Huntington et Brzezinski recourent au concept de délégation du maintien de l'ordre et de la résolution de conflit aux alliés/acteurs dans leur zone d'influence. Ils plaident la meilleure allocation possible des ressources (1/une puissance régionale sera mieux à même d'intervenir que la puissance dominante, 2/même les Etats-Unis ont des ressources limitées, 3/les Etats-Unis sont une démocratie, qui doit limiter son intervention dans les pays étrangers aux cas extrêmes). C'est une approche multipolaire qui force les autres états à prendre leur responsabilité sans se reposer systématiquement sur l'intervention/la présence américaine.

Un autre point de convergence peut être trouvé dans certains conseils de Hungtington et Brzezinski en matière de politique étrangère (même si certains moyens divergent, les objectifs convergent), et tous deux principaux un catalogue d'idées/actions à mener notamment en ce qui concerne la clarification des relations avec l'Europe, les conflits potentiels au Moyen-Orient (même si Brzezinski est centrée sur l'Eurasie il s'intéresse autant qu'Hungtington à l'intégrisme islamique), et la politique à mener envers la Chine (quelle sphère d'influence doit être acceptée, quels liens maintenir avec le Japon et la Corée).

En conclusion

Huntington est un penseur post guerre froide, qui a une pensée orientée vers un monde multipolaire, où la menace pour les Etats-Unis serait centrée sur l'espace moyen oriental et oriental. C'est plus à mon sens un idéologue qu'un géo-politologue, vu le relatif peu de développement des aspects liés à l'espace et au temps (au sens historique) dans ses écrits. Il a le mérite de poser des questions sensibles et pertinentes sur la question des valeurs, la gestion des relations entre monde occidental et non-occidental, et la nécessite d'une politique étrangère adaptée aux équilibres de chaque région du globe.

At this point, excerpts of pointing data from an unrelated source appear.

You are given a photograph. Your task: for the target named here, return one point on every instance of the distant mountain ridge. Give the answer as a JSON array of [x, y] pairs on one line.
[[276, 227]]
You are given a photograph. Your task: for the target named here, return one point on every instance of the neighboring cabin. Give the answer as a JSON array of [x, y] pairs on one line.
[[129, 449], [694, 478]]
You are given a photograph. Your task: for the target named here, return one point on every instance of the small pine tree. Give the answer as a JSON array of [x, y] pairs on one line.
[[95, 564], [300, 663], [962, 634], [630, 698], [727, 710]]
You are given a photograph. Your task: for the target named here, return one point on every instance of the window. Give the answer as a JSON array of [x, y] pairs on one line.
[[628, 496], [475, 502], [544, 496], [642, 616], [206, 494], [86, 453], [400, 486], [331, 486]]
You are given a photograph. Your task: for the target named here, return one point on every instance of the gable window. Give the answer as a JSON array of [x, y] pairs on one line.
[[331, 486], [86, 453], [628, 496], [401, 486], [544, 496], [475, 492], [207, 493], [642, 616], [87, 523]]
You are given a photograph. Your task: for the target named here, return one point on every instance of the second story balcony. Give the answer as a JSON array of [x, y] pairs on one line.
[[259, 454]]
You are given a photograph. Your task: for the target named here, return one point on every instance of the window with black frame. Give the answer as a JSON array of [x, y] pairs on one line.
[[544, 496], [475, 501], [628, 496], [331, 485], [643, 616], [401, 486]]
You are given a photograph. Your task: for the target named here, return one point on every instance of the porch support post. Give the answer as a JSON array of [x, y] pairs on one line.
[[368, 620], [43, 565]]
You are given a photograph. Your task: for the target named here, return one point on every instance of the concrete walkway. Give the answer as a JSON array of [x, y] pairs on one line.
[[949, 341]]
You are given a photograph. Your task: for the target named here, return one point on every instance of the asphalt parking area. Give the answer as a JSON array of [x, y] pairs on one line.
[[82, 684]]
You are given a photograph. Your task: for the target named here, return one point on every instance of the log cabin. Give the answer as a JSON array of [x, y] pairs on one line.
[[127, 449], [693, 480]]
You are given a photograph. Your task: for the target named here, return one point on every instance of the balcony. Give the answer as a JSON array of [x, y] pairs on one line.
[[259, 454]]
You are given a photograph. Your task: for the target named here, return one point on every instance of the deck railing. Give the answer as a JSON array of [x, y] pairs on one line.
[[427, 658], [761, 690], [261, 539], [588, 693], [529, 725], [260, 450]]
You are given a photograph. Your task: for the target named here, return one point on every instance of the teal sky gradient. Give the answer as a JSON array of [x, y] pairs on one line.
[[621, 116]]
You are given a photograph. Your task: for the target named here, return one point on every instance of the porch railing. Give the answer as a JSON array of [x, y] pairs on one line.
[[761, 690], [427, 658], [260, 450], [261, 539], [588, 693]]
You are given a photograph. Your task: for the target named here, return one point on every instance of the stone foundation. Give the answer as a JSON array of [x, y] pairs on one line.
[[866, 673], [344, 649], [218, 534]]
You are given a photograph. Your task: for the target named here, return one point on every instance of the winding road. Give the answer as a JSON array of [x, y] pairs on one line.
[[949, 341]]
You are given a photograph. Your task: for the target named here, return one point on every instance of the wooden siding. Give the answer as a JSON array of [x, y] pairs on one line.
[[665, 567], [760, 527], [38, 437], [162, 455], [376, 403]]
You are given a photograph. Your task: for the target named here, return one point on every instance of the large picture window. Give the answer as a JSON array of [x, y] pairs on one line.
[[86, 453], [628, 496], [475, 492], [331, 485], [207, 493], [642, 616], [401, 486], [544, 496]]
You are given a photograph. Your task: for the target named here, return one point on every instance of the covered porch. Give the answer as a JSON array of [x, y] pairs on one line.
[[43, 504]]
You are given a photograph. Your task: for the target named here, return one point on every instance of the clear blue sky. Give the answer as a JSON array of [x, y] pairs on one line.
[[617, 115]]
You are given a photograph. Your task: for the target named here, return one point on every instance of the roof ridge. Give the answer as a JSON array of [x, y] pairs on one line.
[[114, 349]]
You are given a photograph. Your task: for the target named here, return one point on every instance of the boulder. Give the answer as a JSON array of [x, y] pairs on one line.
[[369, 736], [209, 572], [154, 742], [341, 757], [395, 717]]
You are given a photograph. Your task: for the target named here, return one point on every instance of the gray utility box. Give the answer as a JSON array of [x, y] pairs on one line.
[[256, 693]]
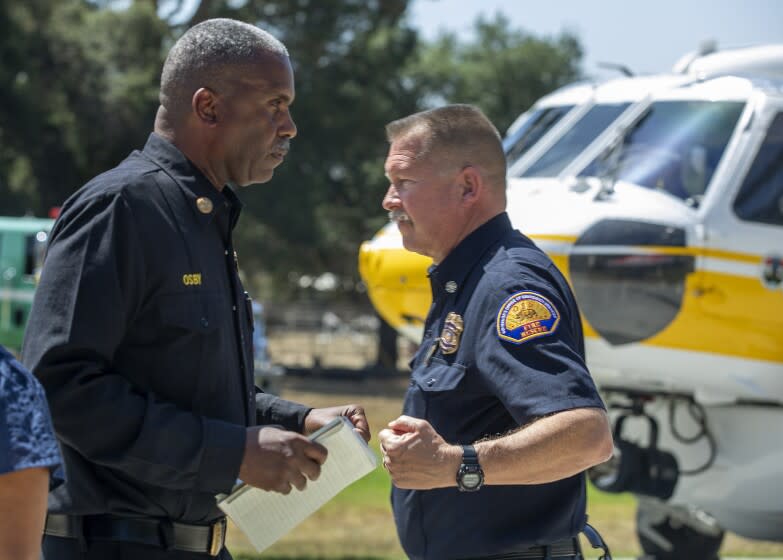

Brzezinski semble plus ancré dans une vision bipolaire héritée de la guerre froide, influencée par les penseurs de la puissance océanique comme Mahan et Mackinder, avec pour enjeu de sa réflexion géopolitique le contrôle de l'Eurasie; on pense à l'exemple historique de la brève alliance sino-soviétique des années cinquante à la fin des années soixante, et au risque d'un nouveau rapprochement de ces deux puissances (avec l'Iran ou le Pakistan en soutien) pour les Etats-Unis. Il a une vision moins globale (puisque qui contrôle l'Eurasie contrôle le monde) mais plus élaborée (analyse du rôle pivot et stratégique des états de la région, concept de zones périphériques) en terme géopolitique, et plus centrée sur le contrôle de zones géographiques et des ressources que sur les conflits idéologiques.